金曜日の五時半過ぎの体は流石に重くて、見渡す限り田んぼしかない道を、自転車から降りて歩いていた。


何も考えずにただ重い足を運んでいたら、歩道の端っこでうずくまる小さな少女を僕は見つけた。

この時間帯に小学生くらいの小さい子供がいるのは珍しく、気になって少女の隣にしゃがみ、


「どうしたの?」


と聞いてみた。

とは言え少女は黙り込んだままで顔を上げない。小さなすすり泣きが聞こえてくるだけだ。

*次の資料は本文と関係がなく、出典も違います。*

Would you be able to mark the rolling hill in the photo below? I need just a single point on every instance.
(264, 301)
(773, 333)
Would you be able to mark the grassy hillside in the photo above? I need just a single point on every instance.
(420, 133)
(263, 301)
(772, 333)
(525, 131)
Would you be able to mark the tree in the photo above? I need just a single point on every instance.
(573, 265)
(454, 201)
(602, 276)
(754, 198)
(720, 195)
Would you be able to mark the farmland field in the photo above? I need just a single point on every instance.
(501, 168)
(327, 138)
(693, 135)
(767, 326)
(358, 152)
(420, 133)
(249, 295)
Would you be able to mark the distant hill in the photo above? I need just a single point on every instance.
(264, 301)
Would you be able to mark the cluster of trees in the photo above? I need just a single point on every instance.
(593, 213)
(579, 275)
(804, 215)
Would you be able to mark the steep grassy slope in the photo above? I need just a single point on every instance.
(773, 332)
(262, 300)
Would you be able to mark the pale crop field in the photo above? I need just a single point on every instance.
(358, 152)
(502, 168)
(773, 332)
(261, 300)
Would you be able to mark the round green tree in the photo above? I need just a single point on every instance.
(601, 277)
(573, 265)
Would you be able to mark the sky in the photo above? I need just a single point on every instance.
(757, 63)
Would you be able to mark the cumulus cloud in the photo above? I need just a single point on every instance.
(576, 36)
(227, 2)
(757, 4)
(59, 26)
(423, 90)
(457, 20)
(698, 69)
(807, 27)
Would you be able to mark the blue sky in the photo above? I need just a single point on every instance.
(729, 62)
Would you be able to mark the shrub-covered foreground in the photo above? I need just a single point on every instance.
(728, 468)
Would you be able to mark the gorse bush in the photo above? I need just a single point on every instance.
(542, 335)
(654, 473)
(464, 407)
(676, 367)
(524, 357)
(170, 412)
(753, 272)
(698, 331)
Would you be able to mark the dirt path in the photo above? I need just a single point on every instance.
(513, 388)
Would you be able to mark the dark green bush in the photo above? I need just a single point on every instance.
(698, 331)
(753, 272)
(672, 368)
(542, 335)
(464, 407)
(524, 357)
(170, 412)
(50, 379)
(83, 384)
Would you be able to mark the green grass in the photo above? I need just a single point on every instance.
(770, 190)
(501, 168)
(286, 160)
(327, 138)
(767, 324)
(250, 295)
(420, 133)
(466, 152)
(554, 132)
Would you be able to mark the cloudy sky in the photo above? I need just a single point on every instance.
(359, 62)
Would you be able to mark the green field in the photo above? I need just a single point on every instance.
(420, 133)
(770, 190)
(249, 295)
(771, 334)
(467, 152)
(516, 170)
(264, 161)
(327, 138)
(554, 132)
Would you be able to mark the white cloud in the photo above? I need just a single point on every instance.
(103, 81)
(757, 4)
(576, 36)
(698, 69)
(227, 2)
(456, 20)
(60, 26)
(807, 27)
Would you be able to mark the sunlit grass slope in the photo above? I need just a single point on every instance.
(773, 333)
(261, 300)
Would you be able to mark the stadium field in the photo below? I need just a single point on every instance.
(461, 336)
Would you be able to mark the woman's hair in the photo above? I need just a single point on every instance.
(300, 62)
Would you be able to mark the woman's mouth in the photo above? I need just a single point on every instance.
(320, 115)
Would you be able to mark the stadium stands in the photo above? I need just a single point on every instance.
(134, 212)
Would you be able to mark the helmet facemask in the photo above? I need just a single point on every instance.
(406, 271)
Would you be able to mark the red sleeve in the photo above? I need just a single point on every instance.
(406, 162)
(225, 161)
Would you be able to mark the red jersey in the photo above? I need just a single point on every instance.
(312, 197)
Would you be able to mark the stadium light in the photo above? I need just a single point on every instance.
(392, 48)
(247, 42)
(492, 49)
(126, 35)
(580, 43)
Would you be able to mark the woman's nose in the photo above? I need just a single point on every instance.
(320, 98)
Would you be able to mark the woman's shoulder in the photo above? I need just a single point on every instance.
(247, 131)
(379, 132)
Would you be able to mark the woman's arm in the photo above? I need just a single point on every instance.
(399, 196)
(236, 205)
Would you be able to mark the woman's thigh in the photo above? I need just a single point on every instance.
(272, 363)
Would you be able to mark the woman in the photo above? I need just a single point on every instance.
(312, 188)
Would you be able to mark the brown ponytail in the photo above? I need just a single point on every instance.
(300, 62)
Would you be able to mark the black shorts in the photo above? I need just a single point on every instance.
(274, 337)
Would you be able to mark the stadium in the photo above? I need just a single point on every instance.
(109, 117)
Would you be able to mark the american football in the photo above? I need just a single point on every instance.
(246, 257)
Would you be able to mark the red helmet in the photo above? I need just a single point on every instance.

 僕の家は両親と姉が二人。妹なんかいなくて、親戚にも年下はいない。だから僕には小学生ぐらいの小さい子供の扱いなんて知る由もなかった。


「ママ…」


「ま、ママ?」


 やっと口を開けたと思ったら、出てきた言葉は「ママ」の二文字。しかも自信のない弱弱しい声だ。

僕がまた黙り込んだ少女に困り果てた瞬間、


「ママを返せ!」


と、突然立ち上がり叫んだ。


 だから、ママって誰だよ。僕は君とは初対面だよ!

おどおどする僕に少女はお構いなしに

「私のママはどこ!」

と泣き叫ぶ。一体僕が何をしたんだと言ってるんだ。


少女はいつの間にか泣きつかれて、落ち着きを取り戻していた。


「ママがどうかしたの?」


僕は少女に一番聞いてみたかったことを問いかけた。

すると少女は夕日を眺めながら、


「ママは一昨日から家に帰ってきてないの。ママが帰ってこなくなったときから、パパも・・・。」


と、鼻水をすすりながら答えてくれた。


 どうやら少女の母は一昨日から家を出て帰ってこないらしい。おまけに父も様子が可笑しい。少女はいつもの父親を取り戻すためと、母親を迎えに行くために、母親を探すために外に飛び出たがここで転んでしまったらしい。

けがはかすり傷で済んだみたいで、もう痛みはないようだ。

流石にこの時間帯に外を出歩かせるのは危ない。明日は土曜日で授業はないから、


「明日、一緒にママを探しにいこう。だから今日は帰ろう。パパが心配しているよ。」


と提案した。すると少女は嬉しそうに笑顔で「うん!」と返事をした。


次の日、頭上に太陽が昇り暑さが増す昼間。僕は昨日少女と出会った場所に駆け付けた。

そこにはもう、ショルダーバッグを肩にかけた、小さな少女が立っていた。

昨日、少女を家に送るとき、その子のママの顔写真と実家を聞いてくるようにお願いした。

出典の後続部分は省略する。